The regional newscast carried the story of the sergeant’s collapse in court. His present condition was described as ‘serious but stable’, which in Harry’s experience of hospitalspeak probably meant that he was already being measured for a shroud. A mouthpiece for the police authority, interviewed briefly, described the sergeant as ‘a dedicated officer’. He looked as glum as if he was expecting the compensation for Kevin Walter to be deducted from his personal salary.
But there would be no payday for Edwin Smith, even if Miller was right to believe in his innocence. Perhaps, thought Harry, that was all the more reason to care about clearing his name, if justice demanded it.
Outside, a gale began to howl. He could hear it even through the double glazing. The heating was on, but he felt a slight chill. He knew it came from the lack of someone warm to share the night with. Since Liz had walked out on him, he had had affairs, but few relationships that had meant anything. He found himself thinking about Kim Lawrence, then reminded himself that the word in the law library was that she was involved with a social worker. A bloody waste, he told himself, though he was honest enough to admit that even if she was here beside him and in the mood for love, he would probably want to keep her up for hours, talking about the Sefton Park case.
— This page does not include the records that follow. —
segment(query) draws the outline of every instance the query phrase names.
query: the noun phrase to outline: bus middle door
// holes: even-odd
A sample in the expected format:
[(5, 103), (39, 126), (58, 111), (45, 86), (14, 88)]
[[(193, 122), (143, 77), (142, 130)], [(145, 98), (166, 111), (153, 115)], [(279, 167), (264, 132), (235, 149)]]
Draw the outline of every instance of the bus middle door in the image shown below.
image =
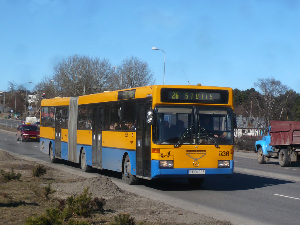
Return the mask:
[(62, 109), (55, 109), (55, 156), (62, 158)]
[(151, 125), (146, 122), (146, 112), (151, 103), (138, 103), (136, 121), (136, 176), (150, 178), (151, 175)]
[(92, 122), (92, 165), (102, 168), (102, 121), (103, 110), (102, 107), (93, 108)]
Eventually he began to doze and when he awoke with a start, he realised he had missed much of the film. Yet he could still take pleasure in the way Polanski captured the suffocating atmosphere of thirties LA during a drought and in Jack Nicholson’s private eye discovering a conscience. J.J. Gittes’ quest to expose the corruption of a wealthy businessman brought, not salvation, but death to a woman he had begun to love. The last thing he remembered before he drifted off to sleep again was the sense of menace he felt when he heard Nicholson’s nasal tones.
‘You may think you know what you’re dealing with, but believe me, you don’t.’